High Sloth

While riding in the family 4×4 pickup with my daughter today, I spied a bumper sticker; “Moscow High Pride”

“I wonder what that means” I said. “What kind of pride is high pride?”
“It’s Moscow High School pride” she said.
“Ah yes of course. I was thinking that high pride was being preferred over, say medium or low pride. (pause) Isn’t pride one of the seven deadly sins, and so why is it being promoted? We might as well promote some of the others then. How about Moscow High gluttony?”
“Moscow High sloth?”
(Laughter)

Pride is pretty popular among the seven. We’re to appreciate the claim, “Made with pride in the U.S.” or “Proud to be an American” or “The few, the proud, the Marines.” We are expected to be proud of our work and so on. We’re taught pride. Maybe “something you could be very proud of, but aren’t” is a better way of looking at it. Objectivity may allow me to recognize that I’ve done something good, but pride has nothing necessarily to do with accomplishing good things, and it can certainly be a factor in doing bad things.

4 thoughts on “High Sloth

  1. Moscow Middlin’ Mediocrity: alliterative but perhaps too lofty a goal… I’ll go back to lurking now.

  2. Heh – the pot smoking students have pulled another one over on their administration with this bumper sticker, just like the many High School debate teams that call themselves cunning linguists.

    • You mean “high pride” in the same sense as “gay pride” or etc.? That did occur to me too, especially as the way the sticker was laid out had “Moscow” on top with “High Pride” underneath.

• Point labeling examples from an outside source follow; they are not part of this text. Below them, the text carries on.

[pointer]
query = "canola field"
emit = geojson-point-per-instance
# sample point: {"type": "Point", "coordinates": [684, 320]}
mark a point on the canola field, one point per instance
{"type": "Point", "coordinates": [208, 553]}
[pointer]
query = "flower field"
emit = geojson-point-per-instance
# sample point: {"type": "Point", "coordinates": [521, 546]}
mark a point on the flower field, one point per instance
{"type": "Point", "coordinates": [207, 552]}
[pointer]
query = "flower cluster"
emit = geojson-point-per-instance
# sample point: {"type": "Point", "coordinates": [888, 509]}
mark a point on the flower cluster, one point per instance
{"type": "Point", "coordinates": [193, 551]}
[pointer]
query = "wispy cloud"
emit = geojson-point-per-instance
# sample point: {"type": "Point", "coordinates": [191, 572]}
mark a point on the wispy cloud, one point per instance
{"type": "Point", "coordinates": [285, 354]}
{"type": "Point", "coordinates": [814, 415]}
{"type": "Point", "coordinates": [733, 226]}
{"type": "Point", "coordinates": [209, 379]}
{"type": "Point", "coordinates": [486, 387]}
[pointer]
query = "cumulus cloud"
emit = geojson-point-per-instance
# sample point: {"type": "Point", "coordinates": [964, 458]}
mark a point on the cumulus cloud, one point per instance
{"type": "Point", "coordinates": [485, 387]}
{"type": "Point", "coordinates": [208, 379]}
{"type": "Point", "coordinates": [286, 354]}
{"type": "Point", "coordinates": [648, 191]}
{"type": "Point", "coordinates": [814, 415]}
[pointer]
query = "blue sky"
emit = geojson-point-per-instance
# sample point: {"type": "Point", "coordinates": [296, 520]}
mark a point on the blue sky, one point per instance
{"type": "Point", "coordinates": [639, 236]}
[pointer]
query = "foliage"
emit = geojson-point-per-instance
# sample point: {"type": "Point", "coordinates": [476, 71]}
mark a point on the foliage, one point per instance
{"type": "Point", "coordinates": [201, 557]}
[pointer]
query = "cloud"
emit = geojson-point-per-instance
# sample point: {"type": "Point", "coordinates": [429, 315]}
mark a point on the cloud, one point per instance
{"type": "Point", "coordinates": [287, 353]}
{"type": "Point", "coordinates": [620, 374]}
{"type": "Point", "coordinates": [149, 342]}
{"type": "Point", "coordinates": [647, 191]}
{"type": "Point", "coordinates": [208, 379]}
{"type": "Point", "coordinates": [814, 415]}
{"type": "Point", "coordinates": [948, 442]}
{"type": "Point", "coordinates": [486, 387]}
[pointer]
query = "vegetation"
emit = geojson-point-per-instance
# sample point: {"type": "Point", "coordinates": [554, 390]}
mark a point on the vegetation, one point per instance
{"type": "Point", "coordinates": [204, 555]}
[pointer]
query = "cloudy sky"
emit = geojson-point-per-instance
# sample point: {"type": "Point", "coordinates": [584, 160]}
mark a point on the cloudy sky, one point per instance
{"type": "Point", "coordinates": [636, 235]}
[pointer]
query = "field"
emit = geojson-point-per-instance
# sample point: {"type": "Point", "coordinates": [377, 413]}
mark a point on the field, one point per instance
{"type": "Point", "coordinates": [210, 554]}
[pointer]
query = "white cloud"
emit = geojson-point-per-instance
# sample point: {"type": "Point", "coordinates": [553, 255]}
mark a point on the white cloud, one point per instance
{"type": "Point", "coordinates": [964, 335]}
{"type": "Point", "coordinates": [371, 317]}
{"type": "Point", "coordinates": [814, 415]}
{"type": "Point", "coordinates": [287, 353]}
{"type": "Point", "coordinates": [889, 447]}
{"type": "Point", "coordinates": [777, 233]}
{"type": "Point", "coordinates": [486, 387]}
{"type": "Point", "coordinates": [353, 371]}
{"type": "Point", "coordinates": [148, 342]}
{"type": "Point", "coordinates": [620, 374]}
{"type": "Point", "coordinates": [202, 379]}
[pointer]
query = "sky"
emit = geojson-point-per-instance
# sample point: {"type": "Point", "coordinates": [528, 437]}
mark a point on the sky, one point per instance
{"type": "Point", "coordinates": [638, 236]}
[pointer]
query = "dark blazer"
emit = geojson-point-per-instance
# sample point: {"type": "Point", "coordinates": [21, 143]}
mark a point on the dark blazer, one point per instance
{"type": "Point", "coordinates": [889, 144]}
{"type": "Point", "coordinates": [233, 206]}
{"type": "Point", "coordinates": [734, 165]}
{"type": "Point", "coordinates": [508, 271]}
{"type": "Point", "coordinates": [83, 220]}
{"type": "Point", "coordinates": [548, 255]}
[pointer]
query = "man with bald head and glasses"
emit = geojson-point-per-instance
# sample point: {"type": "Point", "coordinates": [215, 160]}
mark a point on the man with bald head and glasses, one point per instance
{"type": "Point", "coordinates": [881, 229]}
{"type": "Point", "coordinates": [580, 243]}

      That reminds me of a journalist’s account of a political campaign train from way back when candidates would charter a train and take it from town to town. The newspaper article ended with, “…and the train pulled away with a jerk.”

    • You mean “high pride” in the same sense as “gay pride” or etc.? That did occur to me too, especially as the way the sticker was laid out had “Moscow” on top with “High Pride” underneath.

      That reminds me of a journalist’s account of a political campaign train whistle stop from way back when candidates would charter a train and take it from town to town. The newspaper article ended with, “…and the train pulled away with a jerk.”